No primeiro trimestre do ano, as exportações da Petrobras superaram as importações em 28 mil barris diários. Foram vendidos 396 mil barris e importados 368 mil. Mas a estatal alerta para o fato de a auto-suficiência não significar redução de preços dos combustíveis. O petróleo nacional é cotado com base nos preços médios internacionais e no câmbio. Assim como ocorre, por exemplo, na Noruega.

- A vantagem para o consumidor é indireta: o país deixará de gastar US$3 bilhões, que poderá gastar em outras áreas importantes - disse Dutra, na semana passada.

Reservas são suficientes para 21 anos de consumo

O aumento da produção nacional tem contribuído, segundo Dutra, para evitar o repasse aos preços dos combustíveis das freqüentes altas da cotação internacional.
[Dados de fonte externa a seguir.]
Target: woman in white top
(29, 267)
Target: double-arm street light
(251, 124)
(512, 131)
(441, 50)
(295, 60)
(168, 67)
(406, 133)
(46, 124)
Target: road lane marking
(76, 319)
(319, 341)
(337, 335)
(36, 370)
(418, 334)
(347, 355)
Também contribuiu para isso o fato de a Petrobras ser uma empresa integrada. Se o país estivesse hoje importando 80% de seu consumo, como na década de 80, os preços teriam sofrido elevados reajustes. Ou o país já teria que ter racionado o consumo do combustível.

Outro fator que garante a produção e a auto-suficiência é que as reservas de petróleo têm aumentado. O volume total, que em 2002 era de 11 bilhões, agora está em 13 bilhões, apesar da produção de 1,2 bilhão de barris do período. Segundo os técnicos, o índice de reposição de reservas da Petrobras é um dos maiores do mundo: o volume conhecido atualmente é suficiente para 21 anos de consumo.

Um combustível do nacionalismo

Riqueza finita, petróleo sempre provocou discussões inflamadas

A exploração do petróleo - tida como uma questão de estratégia e soberania nacional - sempre provocou discussões inflamadas no país. Foi assim na primeira metade do século passado, quando alguns que defendiam a exploração chegaram até a hostilizar empresas estrangeiras instaladas aqui. A luta culminou na criação da Petrobras e no monopólio em 1953, como resultado da campanha "O petróleo é nosso".

E o nacionalismo chegou até os anos 90. O Congresso sofreu grande oposição para aprovar a lei 9.478 em 1998, que acabou com o monopólio da Petrobras. Aliás, a discussão continua até hoje quando se questiona se o país deveria deixar estrangeiros explorarem o petróleo, uma riqueza finita.

Um dos pioneiros do debate foi o escritor Monteiro Lobato (1882-1948). Contrariando os que diziam que o país não tinha petróleo, Lobato criou em 1932 a Companhia Petróleo Nacional, usando recursos próprios para furar um poço na Bahia. Mas não encontrou o que buscava. Escreveu, então, ao presidente Getúlio Vargas, queixando-se de que interesses estrangeiros dificultavam a empreitada. Acabou sendo preso. Pouco antes de morrer, deu os primeiros passos da campanha "O petróleo é nosso". Antes, em 1939, descobriu-se petróleo pela primeira vez no Brasil, na localidade de Lobato, no Recôncavo Baiano.

Mas as grandes descobertas de petróleo no país seriam feitas no mar. Nos anos 70, foi descoberta a Bacia de Campos, responsável hoje por 85% da produção nacional. (R.O.)